HTML 5 Talking Avatar using Character API and AWS Polly
This is a sample project for the Character API, a RESTful, cloud-based Character Animation API available on the Amazon AWS Marketplace. For a detailed introduction to the Character API, please read the Character API Tutorial. A variant of this sample can be seen here. In order to run this sample on your own website, you will need API keys and access to a web server.
Use the Character API page to add the Character API service to your AWS account. You will receive codes by email that you will insert in the provided sample code, and you will be charged $0.007 per call to the Character API. Charges appear on your monthly AWS bill.
This sample also uses the Amazon Polly Text-to-Speech API, which is priced based on usage, with a free tier of up to 5 million characters per month.
Since this sample caches the API results, API fees are only incurred for text that has not already been seen, so your actual spend depends on your traffic and on the effectiveness of the cache.
This guide assumes that you already have access to an AWS EC2 instance with Apache and Node.js installed.

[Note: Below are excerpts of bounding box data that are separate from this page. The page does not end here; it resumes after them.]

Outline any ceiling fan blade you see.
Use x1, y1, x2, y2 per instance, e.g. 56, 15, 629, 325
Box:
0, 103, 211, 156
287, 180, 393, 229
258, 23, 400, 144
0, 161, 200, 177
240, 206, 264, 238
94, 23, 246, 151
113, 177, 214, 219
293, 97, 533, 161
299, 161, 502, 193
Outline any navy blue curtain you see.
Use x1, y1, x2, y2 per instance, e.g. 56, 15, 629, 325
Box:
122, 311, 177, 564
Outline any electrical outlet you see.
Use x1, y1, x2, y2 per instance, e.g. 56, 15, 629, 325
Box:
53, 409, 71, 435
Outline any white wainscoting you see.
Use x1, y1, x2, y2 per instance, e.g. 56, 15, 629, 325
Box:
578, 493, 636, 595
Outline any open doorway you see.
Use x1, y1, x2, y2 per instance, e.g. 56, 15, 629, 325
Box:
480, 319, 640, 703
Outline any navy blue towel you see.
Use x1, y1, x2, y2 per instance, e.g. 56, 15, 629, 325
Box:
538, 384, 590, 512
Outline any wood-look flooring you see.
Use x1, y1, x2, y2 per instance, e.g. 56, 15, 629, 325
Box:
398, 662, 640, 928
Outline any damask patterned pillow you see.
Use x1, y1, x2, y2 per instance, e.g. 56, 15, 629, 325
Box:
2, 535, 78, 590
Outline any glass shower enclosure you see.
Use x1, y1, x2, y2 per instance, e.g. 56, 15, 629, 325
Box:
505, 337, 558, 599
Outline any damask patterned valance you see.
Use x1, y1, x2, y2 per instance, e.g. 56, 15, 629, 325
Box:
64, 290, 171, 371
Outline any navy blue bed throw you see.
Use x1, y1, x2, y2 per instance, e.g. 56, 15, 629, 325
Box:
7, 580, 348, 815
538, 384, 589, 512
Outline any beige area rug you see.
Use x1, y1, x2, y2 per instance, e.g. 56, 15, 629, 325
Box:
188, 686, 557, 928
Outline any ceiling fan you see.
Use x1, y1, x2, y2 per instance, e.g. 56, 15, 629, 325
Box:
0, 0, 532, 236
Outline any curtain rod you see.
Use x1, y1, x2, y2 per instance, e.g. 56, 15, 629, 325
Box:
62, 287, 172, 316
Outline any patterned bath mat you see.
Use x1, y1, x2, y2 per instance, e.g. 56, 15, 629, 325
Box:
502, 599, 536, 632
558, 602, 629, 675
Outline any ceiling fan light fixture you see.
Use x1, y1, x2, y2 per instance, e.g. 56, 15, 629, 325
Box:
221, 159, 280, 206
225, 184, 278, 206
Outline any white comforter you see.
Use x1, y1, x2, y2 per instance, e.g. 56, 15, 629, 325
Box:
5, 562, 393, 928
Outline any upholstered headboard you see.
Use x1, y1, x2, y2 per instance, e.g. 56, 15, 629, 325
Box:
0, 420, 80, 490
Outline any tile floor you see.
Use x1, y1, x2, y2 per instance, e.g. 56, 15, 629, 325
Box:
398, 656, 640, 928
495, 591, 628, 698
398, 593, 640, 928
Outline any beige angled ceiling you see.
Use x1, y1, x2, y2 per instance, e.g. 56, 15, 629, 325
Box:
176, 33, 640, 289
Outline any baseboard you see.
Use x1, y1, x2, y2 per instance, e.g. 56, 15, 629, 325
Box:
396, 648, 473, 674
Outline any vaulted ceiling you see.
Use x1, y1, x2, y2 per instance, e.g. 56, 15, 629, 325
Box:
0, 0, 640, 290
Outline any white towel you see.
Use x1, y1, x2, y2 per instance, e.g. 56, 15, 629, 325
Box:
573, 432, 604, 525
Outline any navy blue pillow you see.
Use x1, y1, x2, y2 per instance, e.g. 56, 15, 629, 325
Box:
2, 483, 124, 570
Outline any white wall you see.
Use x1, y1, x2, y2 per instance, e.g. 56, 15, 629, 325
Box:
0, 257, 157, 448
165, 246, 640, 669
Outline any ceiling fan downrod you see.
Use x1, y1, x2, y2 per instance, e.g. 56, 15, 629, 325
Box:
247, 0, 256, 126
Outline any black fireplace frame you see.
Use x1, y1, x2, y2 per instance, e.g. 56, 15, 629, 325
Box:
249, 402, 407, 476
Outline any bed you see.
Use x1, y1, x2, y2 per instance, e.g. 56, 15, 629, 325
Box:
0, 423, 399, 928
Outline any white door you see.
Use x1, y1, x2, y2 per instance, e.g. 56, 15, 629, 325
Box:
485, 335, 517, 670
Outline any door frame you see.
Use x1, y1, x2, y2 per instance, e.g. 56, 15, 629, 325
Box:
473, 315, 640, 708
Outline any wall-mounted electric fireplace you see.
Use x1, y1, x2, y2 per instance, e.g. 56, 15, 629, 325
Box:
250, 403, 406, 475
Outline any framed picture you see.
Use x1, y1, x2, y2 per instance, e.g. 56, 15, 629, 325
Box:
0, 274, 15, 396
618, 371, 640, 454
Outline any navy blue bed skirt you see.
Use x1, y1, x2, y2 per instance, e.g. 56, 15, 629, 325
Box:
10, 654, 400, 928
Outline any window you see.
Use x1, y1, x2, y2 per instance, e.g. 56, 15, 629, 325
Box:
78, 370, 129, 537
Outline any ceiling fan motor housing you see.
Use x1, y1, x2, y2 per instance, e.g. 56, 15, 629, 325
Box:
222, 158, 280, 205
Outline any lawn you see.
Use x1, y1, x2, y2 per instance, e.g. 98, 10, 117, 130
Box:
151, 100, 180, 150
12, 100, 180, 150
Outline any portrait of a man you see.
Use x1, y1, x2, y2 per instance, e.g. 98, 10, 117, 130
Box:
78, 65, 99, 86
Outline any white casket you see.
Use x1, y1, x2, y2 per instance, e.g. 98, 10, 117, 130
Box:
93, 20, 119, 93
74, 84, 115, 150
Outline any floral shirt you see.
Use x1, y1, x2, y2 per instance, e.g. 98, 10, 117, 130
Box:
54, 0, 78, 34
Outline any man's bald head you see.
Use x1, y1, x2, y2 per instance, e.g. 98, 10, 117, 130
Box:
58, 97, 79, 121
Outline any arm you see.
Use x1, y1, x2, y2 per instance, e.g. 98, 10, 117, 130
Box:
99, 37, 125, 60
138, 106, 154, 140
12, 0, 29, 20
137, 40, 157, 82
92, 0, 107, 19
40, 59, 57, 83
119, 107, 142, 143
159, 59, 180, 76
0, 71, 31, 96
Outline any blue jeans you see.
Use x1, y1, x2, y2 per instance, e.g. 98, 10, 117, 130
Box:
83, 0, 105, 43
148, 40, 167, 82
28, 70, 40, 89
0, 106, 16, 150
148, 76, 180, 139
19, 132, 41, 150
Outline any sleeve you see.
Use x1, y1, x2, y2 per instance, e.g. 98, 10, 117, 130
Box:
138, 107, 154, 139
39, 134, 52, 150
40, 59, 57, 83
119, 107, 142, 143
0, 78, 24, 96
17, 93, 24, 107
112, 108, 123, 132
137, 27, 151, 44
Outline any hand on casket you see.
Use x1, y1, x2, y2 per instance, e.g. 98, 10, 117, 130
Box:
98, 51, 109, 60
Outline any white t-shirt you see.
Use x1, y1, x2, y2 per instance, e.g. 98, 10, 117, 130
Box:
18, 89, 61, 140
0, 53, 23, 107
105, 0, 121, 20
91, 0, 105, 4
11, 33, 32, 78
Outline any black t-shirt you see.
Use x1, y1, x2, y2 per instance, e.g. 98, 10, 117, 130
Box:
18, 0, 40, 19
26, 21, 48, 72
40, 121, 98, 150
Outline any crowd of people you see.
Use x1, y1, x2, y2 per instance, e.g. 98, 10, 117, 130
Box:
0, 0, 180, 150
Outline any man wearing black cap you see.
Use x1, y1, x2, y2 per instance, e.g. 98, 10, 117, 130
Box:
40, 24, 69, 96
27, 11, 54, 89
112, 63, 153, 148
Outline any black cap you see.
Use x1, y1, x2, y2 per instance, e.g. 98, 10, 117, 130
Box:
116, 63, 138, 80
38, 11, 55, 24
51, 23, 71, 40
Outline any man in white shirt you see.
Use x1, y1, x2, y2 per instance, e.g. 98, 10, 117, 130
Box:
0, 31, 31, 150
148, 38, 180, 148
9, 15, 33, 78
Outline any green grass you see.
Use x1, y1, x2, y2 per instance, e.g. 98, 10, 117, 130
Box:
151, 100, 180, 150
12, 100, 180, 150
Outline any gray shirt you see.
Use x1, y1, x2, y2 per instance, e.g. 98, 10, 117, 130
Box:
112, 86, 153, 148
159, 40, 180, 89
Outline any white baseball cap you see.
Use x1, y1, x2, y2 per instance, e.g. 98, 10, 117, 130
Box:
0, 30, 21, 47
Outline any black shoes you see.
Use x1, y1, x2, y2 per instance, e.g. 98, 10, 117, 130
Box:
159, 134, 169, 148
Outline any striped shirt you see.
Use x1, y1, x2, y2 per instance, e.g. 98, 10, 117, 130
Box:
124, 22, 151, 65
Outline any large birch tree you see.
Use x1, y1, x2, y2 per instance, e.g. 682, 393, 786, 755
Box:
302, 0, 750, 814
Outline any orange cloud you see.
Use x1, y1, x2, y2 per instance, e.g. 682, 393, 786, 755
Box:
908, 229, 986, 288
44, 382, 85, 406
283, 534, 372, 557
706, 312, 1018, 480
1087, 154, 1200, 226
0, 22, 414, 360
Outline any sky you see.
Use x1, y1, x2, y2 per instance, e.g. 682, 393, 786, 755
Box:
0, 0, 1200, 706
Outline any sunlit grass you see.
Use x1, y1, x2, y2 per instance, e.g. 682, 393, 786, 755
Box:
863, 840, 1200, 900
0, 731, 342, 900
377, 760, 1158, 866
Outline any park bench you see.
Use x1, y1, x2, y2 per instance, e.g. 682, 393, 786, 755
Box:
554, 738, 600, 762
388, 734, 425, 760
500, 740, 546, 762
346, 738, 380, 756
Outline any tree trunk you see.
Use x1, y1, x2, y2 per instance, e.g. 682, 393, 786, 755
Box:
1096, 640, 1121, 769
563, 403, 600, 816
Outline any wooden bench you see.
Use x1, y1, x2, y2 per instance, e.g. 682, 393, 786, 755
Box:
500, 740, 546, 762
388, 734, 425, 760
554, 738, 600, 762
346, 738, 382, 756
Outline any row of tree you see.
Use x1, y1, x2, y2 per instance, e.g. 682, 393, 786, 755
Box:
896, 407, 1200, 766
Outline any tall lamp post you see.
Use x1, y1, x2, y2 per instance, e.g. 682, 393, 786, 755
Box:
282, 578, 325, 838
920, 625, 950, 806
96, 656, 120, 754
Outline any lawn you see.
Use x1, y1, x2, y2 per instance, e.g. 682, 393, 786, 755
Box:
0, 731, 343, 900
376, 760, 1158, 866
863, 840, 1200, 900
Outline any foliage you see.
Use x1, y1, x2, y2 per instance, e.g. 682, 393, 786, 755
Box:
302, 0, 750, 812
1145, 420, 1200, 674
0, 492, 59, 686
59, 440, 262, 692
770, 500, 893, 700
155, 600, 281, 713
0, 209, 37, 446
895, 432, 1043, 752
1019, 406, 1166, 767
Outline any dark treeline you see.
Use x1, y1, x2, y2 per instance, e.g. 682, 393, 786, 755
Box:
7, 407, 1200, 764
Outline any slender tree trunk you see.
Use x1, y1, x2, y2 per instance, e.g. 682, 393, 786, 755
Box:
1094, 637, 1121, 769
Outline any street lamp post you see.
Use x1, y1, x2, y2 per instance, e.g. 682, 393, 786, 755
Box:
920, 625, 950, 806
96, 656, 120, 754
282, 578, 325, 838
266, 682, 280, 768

If you are creating a new instance, then a free-tier-eligible "t2.micro" instance provides ample horsepower. Relevant AWS tutorials include Tutorial: Install a LAMP Web Server with the Amazon Linux AMI (only the apache step is required for this sample) and Tutorial: Setting Up Node.js on an Amazon EC2 Instance. For brevity, a simple installation on a clean EC2 instance with the standard AWS AMI is described. However these instructions can easily be adapted to other environments, including Ubuntu. Please see the Character API Tutorial for more details.
The Character API access key is the 8-digit key that is mailed to you when you add the Character API to your AWS account.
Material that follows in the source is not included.